There are books full of accounts about the increase of the descendants of Esma’il, in course of time to such an extent that the city of Mekkah could no longer contain them. Consequently some of them left the sanctuary for the purpose of settling in various parts of Arabia, and every individual who intended to depart took one stone from the sanctuary, deposited it in a clean place wherever he settled, and circumambulated it as he would have done in a pilgrimage in the house of Allah. This custom was practised to such a degree that at last the people took up any stone which appeared to be handsome, placed it in a proper spot, visited and circumambulated it. At last the book of Ebrahim fell into oblivion among them, and they, having been misled and seduced by Satan, began to worship statues, imagining idolatry to be a very laudable religion. Despite of this abominable custom, they acted in some instances according to the law of Ebrahim, performed the ceremonies of the pilgrimage in the usual way, and con­sidered it necessary and incumbent upon themselves to magnify the sanctuary of the Lord, and to honour the house of the Ka’bah.

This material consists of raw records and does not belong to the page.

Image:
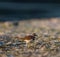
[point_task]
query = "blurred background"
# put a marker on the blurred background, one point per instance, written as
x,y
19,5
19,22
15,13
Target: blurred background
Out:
x,y
28,9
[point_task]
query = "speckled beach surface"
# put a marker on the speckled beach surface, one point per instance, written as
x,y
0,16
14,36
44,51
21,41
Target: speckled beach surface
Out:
x,y
46,44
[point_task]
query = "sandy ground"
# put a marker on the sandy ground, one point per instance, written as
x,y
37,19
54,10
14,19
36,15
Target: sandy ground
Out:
x,y
46,44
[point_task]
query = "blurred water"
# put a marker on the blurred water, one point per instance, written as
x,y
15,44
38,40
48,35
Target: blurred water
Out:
x,y
21,11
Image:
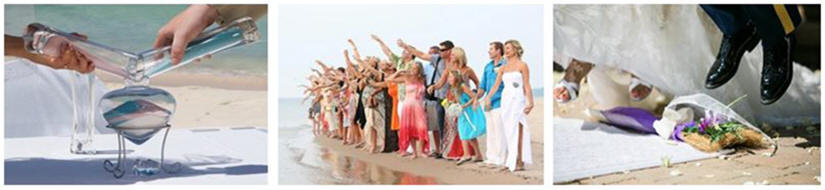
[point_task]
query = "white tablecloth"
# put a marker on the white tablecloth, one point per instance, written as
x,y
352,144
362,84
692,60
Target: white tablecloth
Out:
x,y
209,156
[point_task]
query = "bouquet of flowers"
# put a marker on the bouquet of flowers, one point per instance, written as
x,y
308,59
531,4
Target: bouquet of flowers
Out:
x,y
713,127
698,120
715,132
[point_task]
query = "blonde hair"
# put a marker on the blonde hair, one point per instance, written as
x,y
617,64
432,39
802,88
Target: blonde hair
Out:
x,y
517,45
459,56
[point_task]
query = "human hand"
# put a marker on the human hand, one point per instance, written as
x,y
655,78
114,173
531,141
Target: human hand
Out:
x,y
487,103
528,108
401,44
183,28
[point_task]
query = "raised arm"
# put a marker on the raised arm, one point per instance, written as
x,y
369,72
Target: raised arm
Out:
x,y
324,66
414,51
355,54
473,77
350,67
384,47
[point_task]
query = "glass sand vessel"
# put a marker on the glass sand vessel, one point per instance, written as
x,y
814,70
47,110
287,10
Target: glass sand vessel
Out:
x,y
137,111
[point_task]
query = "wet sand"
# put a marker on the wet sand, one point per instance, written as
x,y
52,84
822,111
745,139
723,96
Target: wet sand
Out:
x,y
796,162
321,160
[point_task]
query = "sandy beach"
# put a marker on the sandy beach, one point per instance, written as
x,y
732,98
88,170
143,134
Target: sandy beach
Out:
x,y
400,170
796,162
210,100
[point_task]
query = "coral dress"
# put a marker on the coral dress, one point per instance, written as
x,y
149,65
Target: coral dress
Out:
x,y
393,91
413,119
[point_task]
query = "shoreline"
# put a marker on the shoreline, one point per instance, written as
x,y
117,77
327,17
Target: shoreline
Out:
x,y
426,170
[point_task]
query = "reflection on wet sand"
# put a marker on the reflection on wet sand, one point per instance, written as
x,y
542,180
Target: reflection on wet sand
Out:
x,y
304,161
353,171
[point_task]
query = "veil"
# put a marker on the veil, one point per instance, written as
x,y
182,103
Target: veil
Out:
x,y
672,47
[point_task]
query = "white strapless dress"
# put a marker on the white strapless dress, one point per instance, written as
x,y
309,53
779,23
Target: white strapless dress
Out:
x,y
38,100
513,102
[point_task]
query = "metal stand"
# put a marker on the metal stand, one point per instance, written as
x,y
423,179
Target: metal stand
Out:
x,y
117,169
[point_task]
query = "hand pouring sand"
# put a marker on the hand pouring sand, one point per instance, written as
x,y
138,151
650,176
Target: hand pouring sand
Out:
x,y
137,112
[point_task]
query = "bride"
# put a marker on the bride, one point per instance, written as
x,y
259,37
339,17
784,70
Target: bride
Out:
x,y
670,47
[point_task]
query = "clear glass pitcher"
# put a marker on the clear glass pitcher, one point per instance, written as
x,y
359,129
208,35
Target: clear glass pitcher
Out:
x,y
138,110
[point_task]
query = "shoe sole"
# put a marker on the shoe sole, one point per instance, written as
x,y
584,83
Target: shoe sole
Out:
x,y
786,84
750,44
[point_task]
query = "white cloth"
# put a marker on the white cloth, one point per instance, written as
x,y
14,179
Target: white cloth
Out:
x,y
496,145
672,47
513,102
38,100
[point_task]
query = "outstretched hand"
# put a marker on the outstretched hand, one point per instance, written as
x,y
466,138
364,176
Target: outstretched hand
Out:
x,y
183,28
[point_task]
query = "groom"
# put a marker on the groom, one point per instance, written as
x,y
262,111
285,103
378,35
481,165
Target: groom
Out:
x,y
743,27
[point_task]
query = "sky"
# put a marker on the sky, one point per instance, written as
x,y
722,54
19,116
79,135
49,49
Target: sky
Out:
x,y
310,32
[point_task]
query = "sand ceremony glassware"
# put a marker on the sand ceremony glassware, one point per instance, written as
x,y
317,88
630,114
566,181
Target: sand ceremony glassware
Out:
x,y
137,111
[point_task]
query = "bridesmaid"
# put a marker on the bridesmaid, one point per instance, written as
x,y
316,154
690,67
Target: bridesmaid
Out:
x,y
516,103
413,130
462,104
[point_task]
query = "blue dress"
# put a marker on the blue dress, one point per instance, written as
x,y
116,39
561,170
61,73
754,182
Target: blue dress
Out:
x,y
471,122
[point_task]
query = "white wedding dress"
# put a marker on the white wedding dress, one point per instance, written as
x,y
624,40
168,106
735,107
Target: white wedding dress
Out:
x,y
38,100
672,47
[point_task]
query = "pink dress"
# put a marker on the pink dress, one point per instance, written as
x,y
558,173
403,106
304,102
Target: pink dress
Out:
x,y
413,119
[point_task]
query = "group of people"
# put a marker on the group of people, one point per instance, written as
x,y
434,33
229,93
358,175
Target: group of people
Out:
x,y
393,104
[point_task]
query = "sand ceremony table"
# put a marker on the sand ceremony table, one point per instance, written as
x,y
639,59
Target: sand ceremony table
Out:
x,y
208,156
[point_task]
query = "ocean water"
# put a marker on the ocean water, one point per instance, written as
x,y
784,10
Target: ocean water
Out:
x,y
133,28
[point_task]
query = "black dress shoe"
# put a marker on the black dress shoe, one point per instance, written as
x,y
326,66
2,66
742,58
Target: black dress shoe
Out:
x,y
730,53
777,70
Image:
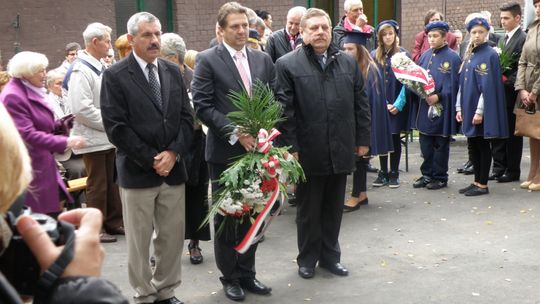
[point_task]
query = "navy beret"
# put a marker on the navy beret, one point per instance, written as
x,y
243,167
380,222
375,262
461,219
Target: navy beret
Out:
x,y
477,21
392,23
357,37
437,25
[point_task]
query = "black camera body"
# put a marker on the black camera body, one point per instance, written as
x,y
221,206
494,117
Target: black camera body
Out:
x,y
17,263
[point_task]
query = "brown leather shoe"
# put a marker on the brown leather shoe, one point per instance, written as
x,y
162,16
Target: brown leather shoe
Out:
x,y
104,237
117,231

Some people are of opinion that idolatry originated in the following manner: There was a man called Asâf, and a woman whose name was Nâila, both belonging to the tribe of Jorham. On a certain occasion both were overpowered by lust, and committed adultery with each other in the very house of the Ka’bah, but the mighty Lord and powerful Avenger instantly changed them into a stone whilst in the very act. Then the inhabitants of Mekkah bore the two bodies of stone out of the Ka’bah, and, as a warning to the people, they erected the body of Asâf on the top of mount Safâ, and that of Nâila at Marva. In course of time the descendants of the Lord Esma’il abandoned the religion of Ebrahim, and began to worship the two statues. The first man who altered the orthodox faith of the Friend of the Merciful, and invited the people to worship Asâf and Nâila, was A’mru Bin Lahi Khozaa’i; it is recorded in some books that he brought a statue of Hobal from Syria, erected it on a mountain near Mekkah, and advised the inhabitants to adore it. The record of Hobal, which was the chief idol of the Qoraish, will—if it pleaseth Allah—be inserted in the second section of this work. After A’mru had introduced his abominations, idolatry became current among the Arabs, so that the tribe Zu-A’ineen worshipped Manah,* whose statue they placed in a house near the sea­shore. This idol was also worshipped by the tribe Ansâr during the time of ignorance [i.e. before Muhammad]. For U’zza, which was one of the principal idols, they built a house at Nakhlah; the Beni Khozaa’ and the Qoraish went on pilgrimages to it in the same way as to the Ka’bah, to obtain worldly and eternal grandeur. The Thaqeef, who were of the noblest among the Arabs, also girded their loins of obedience to Lât,* which idol they considered to be the means for attaining their desires, and idolatry flourished among the Arabs until the propitious standard of Muhammad was raised.